Meskipun demikian, gaung visa diaspora tidaklah memudar. Pasalnya, nuansa pergumulan pandangan dan tanggapan dari berbagai kalangan yang saling beradu argumentasi, selama ini, telah memperoleh jalan tengah yang cukup melegakan bagi semua pihak.
Sepanjang satu dekade belakangan ini tidak dapat dipungkiri terdapat berbagai permasalahan di bidang keimigrasian yang patut untuk diprioritaskan agar segera diselesaikan dengan solusi terbaik.
Hal lain yang ikut menentukan diterbitkannya platform visa diaspora adalah setiap pemimpin memiliki perspektif dan prioritas kerja yang berbeda dalam mengarahkan laju organisasi. Sehingga baru pada periode ini, visa diaspora yang selanjutnya menjadi dasar pemberian izin tinggal diaspora dituangkan secara eksplisit dan akan dikomprehensifkan pada Oktober 2024.

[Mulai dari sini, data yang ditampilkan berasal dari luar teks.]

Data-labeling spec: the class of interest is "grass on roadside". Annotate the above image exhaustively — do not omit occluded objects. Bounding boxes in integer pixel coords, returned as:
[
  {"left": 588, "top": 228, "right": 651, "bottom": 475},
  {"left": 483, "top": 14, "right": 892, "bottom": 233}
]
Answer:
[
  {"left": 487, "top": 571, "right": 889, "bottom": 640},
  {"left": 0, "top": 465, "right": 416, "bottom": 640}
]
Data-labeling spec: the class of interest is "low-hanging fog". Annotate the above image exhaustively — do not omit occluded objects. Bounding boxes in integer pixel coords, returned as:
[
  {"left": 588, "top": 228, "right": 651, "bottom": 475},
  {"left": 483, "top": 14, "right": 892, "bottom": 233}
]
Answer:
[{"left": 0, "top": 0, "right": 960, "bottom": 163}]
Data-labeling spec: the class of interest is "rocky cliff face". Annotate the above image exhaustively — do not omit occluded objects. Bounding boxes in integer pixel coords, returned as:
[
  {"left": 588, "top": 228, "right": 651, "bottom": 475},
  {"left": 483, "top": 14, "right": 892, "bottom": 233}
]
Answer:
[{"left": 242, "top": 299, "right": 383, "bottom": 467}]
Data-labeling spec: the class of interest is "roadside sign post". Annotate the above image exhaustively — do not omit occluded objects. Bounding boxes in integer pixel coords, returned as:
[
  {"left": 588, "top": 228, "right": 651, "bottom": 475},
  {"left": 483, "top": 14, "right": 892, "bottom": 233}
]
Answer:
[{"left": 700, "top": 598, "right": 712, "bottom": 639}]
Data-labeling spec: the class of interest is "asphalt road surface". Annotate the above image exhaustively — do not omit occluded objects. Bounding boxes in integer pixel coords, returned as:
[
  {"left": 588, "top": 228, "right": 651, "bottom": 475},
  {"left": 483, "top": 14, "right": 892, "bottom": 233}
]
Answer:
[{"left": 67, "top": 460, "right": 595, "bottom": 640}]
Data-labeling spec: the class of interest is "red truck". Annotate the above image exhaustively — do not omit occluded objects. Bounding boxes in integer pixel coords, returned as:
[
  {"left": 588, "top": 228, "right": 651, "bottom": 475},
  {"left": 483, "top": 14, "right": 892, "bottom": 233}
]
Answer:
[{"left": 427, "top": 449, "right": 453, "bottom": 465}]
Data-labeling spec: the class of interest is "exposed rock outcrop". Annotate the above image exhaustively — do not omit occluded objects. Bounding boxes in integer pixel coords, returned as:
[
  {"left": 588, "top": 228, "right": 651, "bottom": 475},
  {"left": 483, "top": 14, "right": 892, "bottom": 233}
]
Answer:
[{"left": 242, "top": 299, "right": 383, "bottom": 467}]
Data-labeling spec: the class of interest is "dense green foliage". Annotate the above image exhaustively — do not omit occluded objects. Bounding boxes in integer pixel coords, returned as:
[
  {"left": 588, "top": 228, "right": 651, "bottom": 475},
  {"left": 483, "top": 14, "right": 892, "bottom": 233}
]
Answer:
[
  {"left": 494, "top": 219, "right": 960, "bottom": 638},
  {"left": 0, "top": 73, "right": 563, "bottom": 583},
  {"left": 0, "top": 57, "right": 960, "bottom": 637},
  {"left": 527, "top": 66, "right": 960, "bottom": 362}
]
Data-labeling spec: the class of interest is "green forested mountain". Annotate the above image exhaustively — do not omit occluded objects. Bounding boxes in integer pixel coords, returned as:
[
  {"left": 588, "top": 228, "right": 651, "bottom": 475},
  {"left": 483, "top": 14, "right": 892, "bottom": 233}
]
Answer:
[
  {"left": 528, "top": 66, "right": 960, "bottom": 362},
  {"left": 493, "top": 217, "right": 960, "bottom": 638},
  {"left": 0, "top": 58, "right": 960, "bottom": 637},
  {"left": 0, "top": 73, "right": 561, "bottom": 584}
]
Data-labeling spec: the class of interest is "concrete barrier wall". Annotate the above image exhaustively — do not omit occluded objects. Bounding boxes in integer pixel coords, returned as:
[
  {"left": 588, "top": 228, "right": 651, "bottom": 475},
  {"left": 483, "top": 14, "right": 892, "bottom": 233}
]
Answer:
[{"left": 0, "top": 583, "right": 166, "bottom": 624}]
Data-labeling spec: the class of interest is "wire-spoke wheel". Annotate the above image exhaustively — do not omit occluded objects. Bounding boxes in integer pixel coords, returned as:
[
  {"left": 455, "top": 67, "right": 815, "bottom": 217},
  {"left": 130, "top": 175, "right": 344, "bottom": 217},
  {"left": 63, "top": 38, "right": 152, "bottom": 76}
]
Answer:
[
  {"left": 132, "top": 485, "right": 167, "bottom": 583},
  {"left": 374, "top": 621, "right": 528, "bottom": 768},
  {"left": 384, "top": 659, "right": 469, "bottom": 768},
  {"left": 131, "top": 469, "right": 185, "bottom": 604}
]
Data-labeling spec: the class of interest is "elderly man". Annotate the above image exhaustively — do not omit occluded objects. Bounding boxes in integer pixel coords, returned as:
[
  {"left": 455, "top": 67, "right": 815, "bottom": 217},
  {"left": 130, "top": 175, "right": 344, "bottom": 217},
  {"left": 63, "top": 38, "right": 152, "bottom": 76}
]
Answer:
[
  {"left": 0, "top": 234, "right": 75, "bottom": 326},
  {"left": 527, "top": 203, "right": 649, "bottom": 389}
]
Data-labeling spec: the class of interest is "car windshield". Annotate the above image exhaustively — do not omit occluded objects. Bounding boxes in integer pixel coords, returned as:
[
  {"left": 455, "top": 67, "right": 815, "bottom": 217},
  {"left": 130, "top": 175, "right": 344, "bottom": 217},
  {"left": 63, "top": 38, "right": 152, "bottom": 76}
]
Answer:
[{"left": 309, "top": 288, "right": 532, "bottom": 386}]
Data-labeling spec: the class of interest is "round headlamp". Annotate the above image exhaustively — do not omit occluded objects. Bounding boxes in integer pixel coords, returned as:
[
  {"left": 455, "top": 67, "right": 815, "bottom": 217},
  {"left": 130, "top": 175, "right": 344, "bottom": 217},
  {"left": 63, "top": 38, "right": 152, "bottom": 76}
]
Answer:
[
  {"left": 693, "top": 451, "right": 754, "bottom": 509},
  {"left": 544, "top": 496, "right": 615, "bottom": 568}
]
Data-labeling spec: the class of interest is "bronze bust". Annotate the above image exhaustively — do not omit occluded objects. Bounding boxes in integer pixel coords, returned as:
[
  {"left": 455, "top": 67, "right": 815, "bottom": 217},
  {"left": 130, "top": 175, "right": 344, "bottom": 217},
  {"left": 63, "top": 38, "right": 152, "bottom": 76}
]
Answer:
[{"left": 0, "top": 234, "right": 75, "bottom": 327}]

Untuk itu telah dilakukan berbagai kajian dan benchmarking terkait visa dan izin tinggal bagi diaspora oleh Ditjen Imigrasi. Kesemuanya agar dapat menghasilkan rasam sesuai arahan Presiden, yaitu untuk memberikan visa dan izin tinggal bagi diaspora yang memiliki keahlian ataupun berdampak positif bagi pertumbuhan ekonomi. Kausanya, hingga kini, tercatat setidaknya ada 6 juta diaspora Indonesia yang tersebar di 18 negara.
Ordonansi pemberian visa dan izin tinggal bagi diaspora yang diterbitkan masih dalam kerangka arah kebijakan kewarganegaraan RI, yaitu menganut asas tunggal kewarganegaraan.
Oleh karenanya benchmarking telah dilaksanakan di New Delhi dan Kedutaan Besar India di Jakarta terkait skema Overseas Citizenship of India (OCI), dimana India juga tetap menganut single nationality. Benchmarking ini juga mengikutsertakan pemangku kepentingan terkait, namun masih memerlukan beberapa terobosan dan penyesuaian sebagaimana pola yang diterapkan oleh India dalam pemberian fasilitas OCI.
Berdasarkan kajian internal Ditjen Imigrasi, dalam rangka mengoptimalkan kontribusi diaspora Indonesia, maka opsi beleid visa baru yang dipilih ialah optimalisasi kebijakan visa tinggal terbatas, yang paling mendekati dengan patron fasilitas OCI.
Jika ditelisik pada Permenkumham No. 22/2023 tentang Visa dan Izin Tinggal, maka rasam mengenai visa tinggal terbatas diatur dari Pasal 34 sampai Pasal 66.
Sementara pada awal April telah ditetapkan Permenkumham No.11 Tahun 2024 tentang Perubahan Atas Permenkumham No. 22/2023 tentang Visa dan Izin Tinggal.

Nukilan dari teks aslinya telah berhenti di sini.